Missing URLs for successfully captured content

The relatively rare subset of instances in which Invalid URLs refer to content that has in fact been successfully captured tends to manifest in those cases in which the content in question is detected as missing only because it fails to render through the Wayback interface. Such failures to render captured content through the Wayback interface must be reported to Archive-It.

Excessive missing URLs

Regardless of the reason that they were not captured, excessively high numbers of missing URLs for ultimately undesired content can make the selection of truly desired content from this list unnecessarily time-consuming and error-prone.

This single missing URL for an advertising service encoded into several different news articles litters the Missing URL list from NYARC’s New York City Galleries Collection. It can be blocked from appearing in future lists by instituting a host constraint.

QA technicians are advised to note any host domains that manifest missing URLs to undesired content so often that they must be blocked or limited in future crawls, and to make explicit recommendations of such scope adjustments in the QA report form.

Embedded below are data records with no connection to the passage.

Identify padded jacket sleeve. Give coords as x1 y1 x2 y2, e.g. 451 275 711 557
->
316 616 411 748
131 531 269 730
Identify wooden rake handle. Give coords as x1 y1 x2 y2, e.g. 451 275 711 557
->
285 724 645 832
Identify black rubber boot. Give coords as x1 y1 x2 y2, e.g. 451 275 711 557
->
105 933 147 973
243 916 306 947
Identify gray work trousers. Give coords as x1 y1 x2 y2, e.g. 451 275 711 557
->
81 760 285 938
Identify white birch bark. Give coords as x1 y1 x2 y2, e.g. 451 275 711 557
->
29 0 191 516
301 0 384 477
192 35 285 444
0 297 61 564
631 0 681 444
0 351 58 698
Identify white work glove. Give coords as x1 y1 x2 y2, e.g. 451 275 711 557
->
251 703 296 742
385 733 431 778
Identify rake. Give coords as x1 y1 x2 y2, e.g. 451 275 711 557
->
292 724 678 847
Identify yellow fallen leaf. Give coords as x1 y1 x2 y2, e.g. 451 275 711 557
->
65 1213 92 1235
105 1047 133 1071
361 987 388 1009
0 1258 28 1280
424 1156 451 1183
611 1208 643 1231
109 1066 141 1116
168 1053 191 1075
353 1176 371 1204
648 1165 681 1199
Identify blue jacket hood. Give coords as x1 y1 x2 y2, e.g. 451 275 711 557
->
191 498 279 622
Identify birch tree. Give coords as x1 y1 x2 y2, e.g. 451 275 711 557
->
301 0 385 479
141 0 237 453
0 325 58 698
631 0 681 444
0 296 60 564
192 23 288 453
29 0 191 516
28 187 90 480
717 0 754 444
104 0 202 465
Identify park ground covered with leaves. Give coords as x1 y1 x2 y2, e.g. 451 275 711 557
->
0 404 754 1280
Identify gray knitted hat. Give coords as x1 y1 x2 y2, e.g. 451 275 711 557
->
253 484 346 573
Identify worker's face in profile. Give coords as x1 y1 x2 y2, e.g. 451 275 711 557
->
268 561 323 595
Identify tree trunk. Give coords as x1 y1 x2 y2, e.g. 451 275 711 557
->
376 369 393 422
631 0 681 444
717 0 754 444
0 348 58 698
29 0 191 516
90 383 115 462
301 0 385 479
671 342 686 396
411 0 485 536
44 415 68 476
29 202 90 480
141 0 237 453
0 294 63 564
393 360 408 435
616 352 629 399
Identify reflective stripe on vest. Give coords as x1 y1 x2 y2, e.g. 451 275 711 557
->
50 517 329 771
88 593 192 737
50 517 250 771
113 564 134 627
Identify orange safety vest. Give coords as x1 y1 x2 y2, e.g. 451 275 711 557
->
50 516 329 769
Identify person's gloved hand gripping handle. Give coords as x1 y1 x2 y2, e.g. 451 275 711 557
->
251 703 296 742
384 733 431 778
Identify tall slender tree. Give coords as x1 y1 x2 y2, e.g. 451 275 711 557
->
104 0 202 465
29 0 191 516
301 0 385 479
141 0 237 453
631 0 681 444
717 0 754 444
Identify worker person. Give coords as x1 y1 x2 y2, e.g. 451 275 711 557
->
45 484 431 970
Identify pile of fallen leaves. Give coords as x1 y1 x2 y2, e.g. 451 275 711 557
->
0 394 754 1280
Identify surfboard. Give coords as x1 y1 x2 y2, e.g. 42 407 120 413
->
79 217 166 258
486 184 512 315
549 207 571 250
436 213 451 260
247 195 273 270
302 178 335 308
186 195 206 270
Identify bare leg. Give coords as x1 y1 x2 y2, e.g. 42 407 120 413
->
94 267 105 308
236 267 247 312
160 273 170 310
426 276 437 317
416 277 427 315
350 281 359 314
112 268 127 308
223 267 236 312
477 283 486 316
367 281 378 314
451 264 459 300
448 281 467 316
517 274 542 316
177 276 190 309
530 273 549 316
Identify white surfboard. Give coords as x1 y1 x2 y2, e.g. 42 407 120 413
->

For crawls currently under review/improvement, it is in the meantime best practice to “ignore” all such URLs in order to remove them from the active Missing URLs list prior to performing any other patch crawling function:

    1. Click on the Missing URL header text to list all URLs in ascending alphabetical order

    2. Select all of the repeating URLs, or those from domains outside of the collection’s scope, by clicking on the checkbox next to each

    3. Click on the Ignore Selected URLs button at the top-left corner of the page

Erroneously patch crawled URLs

Ignoring and thereby removing invalid and excessive URLs from a collection’s Missing URLs list is currently the only known assurance against erroneously patch crawling that same missing content. Otherwise, URLs purposefully left ‘unchecked’ in the patch crawl selection process have a tendency to appear in the list of URLs queued for patch crawling nonetheless. Unless and until they provide more information regarding why it occurs and how QA technicians can avoid it, all instances of this error must be reported to Archive-It.